O CNJ (Conselho Nacional de Justiça) aprovou ontem terça-feira um pacote de medidas que devem ser implementadas no Poder Judiciário do Maranhão depois de uma série de irregularidades detectadas pelo conselho no Estado como suspeitas de corrupção sobre juízes, desvio de conduta e problemas administrativos, como falta de gestão e má distribuição dos servidores.
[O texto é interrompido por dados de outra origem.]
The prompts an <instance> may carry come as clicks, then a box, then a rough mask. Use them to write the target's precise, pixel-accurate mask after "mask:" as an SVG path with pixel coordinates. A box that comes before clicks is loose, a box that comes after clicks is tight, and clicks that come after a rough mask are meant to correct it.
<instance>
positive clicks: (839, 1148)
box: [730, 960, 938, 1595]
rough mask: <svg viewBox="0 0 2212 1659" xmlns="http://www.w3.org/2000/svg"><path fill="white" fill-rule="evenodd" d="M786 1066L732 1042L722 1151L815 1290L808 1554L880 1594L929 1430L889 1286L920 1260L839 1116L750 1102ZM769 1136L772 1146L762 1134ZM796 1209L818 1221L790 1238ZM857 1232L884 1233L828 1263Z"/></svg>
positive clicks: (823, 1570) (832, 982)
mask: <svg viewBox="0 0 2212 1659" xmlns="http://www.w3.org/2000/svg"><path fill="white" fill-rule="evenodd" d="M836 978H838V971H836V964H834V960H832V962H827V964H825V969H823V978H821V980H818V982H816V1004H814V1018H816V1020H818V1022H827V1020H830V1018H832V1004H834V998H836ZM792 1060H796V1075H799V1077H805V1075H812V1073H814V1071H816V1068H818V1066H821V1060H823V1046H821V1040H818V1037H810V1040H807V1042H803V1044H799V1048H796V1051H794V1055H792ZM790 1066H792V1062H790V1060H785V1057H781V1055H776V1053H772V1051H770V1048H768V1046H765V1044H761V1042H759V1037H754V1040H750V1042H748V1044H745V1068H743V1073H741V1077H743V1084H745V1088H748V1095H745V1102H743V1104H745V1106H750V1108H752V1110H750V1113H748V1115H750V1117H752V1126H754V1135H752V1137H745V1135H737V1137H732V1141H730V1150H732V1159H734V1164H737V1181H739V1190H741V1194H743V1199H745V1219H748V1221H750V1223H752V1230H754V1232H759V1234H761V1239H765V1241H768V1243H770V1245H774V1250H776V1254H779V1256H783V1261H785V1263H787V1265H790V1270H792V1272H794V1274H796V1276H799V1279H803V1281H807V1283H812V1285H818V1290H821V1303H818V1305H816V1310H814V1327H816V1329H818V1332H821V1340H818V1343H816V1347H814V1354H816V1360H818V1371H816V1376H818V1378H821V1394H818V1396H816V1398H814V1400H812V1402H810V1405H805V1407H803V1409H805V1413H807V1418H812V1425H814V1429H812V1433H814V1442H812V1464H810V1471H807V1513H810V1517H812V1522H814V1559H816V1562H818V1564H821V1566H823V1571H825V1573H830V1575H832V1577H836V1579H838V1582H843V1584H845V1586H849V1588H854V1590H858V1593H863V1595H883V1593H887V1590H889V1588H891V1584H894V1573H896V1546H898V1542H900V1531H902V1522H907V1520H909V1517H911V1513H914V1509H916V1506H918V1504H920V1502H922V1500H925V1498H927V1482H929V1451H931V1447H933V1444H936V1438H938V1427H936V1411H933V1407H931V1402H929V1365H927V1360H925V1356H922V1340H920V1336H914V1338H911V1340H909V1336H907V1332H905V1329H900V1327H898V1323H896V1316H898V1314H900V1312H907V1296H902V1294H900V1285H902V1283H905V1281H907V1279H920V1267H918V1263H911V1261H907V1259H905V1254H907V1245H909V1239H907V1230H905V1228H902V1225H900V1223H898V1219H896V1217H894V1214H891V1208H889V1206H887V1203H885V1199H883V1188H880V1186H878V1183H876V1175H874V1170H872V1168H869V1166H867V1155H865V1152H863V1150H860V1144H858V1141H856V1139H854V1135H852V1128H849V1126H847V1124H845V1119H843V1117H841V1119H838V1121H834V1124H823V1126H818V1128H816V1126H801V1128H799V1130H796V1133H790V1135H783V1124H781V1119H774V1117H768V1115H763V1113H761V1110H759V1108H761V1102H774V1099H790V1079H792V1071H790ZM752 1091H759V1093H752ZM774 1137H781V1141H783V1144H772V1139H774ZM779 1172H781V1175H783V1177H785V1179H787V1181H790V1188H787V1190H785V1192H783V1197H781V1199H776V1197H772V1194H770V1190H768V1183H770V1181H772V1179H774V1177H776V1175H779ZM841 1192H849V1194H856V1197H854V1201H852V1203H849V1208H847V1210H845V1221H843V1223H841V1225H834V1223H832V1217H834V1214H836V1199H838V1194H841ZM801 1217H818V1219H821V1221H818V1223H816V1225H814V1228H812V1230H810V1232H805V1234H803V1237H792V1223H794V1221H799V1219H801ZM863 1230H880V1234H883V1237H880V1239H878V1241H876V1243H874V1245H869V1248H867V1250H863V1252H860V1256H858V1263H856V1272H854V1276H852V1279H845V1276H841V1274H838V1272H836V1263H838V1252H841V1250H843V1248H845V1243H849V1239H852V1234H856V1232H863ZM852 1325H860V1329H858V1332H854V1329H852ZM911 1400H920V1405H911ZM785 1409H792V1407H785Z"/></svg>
Os magistrados do Tribunal de Justiça do Maranhão vão ter o prazo de 15 dias para apresentar declarações dos bens e valores que compõem o seu patrimônio, de seus cônjuges ou dependentes legais. O CNJ também vai instaurar sindicância para apurar se houve favorecimento de partes ou advogados em processos que tiveram preferência de tramitação.
Reportagem da Folha publicada nesta terça-feira afirma que as suspeitas de corrupção recaem sobre três juízes do Estado que liberaram grandes quantias de dinheiro de forma muito rápida –apesar de possuírem dezenas de processos
“A situação do Poder Judiciário no Maranhão não difere de outros Estados. Detectamos uma série de irregularidades de gestão, administrativa, talvez indícios de nepotismo cruzado e corrupção”, disse o corregedor nacional de Justiça, Gilson Dipp.
Na resolução aprovada pelo CNJ, estão previstas ações que visam combater o nepotismo (contratação de parentes) no Maranhão.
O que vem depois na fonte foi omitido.